We Built a Time Machine and Pointed It at the Beginning of the Universe
The James Webb Space Telescope sees infrared light from before the Earth existed. Some of the photons it captures left their stars when the universe was 300 million years old.
Light has a finite speed. When you look at the Sun, you see it as it was eight minutes ago. When you look at the nearest star outside our solar system, you see it as it was four years ago. Look at distant galaxies, and you are looking back in time.
The James Webb Space Telescope, launched in December 2021, was built to look the farthest back. Its mirror is 6.5 meters across — three times wider than Hubble's. It orbits a stable point a million miles from Earth, shielded from sunlight by a five-layer sunshield the size of a tennis court.
It only sees infrared light. This is the key. As the universe expands, light from distant objects gets stretched into longer wavelengths — a redshift. Visible light from the early universe is now infrared. Hubble couldn't see it. JWST was designed for nothing else.
In 2022, JWST released its first deep-field image: a single point of sky the size of a grain of sand held at arm's length. In the photo: thousands of galaxies. Some had been forming stars when the universe was 300 million years old — about 2% of its current age.

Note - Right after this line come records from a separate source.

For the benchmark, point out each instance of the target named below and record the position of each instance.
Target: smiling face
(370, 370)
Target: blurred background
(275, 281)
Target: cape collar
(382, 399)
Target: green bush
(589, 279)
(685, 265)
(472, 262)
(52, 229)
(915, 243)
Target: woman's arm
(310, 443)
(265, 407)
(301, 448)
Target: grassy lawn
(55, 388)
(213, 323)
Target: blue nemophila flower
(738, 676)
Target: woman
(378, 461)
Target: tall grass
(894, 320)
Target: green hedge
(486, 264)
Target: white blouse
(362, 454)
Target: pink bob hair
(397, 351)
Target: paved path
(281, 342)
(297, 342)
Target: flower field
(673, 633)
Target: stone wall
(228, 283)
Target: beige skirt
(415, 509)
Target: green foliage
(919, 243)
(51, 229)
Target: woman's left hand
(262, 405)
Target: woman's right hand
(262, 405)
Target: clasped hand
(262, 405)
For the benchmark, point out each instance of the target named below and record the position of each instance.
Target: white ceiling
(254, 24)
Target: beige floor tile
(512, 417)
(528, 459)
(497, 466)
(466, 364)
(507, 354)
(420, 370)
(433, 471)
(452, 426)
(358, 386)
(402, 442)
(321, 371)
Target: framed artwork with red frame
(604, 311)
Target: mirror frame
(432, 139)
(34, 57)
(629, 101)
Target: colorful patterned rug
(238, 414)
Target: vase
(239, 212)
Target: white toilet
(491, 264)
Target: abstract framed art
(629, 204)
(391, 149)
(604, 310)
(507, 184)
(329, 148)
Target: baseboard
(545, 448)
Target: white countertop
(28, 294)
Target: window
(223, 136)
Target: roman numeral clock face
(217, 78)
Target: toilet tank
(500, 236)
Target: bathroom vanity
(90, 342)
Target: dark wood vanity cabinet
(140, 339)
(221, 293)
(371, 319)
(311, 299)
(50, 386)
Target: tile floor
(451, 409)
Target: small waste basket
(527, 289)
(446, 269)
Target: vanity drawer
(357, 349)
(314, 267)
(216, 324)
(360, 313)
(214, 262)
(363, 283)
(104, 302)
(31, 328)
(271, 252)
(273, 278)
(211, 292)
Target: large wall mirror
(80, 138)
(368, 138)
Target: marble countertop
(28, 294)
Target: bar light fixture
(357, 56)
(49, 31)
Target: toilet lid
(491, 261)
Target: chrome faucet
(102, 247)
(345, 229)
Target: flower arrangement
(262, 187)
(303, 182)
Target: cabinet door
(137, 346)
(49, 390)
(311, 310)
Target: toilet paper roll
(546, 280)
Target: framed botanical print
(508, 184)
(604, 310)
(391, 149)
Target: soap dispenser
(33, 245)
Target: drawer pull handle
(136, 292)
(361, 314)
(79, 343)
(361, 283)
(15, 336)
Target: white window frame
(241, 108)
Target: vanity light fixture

JWST has found galaxies older and bigger than current models predict. Some early galaxies look surprisingly mature for their age, forcing astronomers to revise the timeline of cosmic structure formation.
The telescope was supposed to last five years. Engineers think it will run twice that. For its remaining life, every image it sends back is, literally, a postcard from a younger universe — sent before there was a single human atom.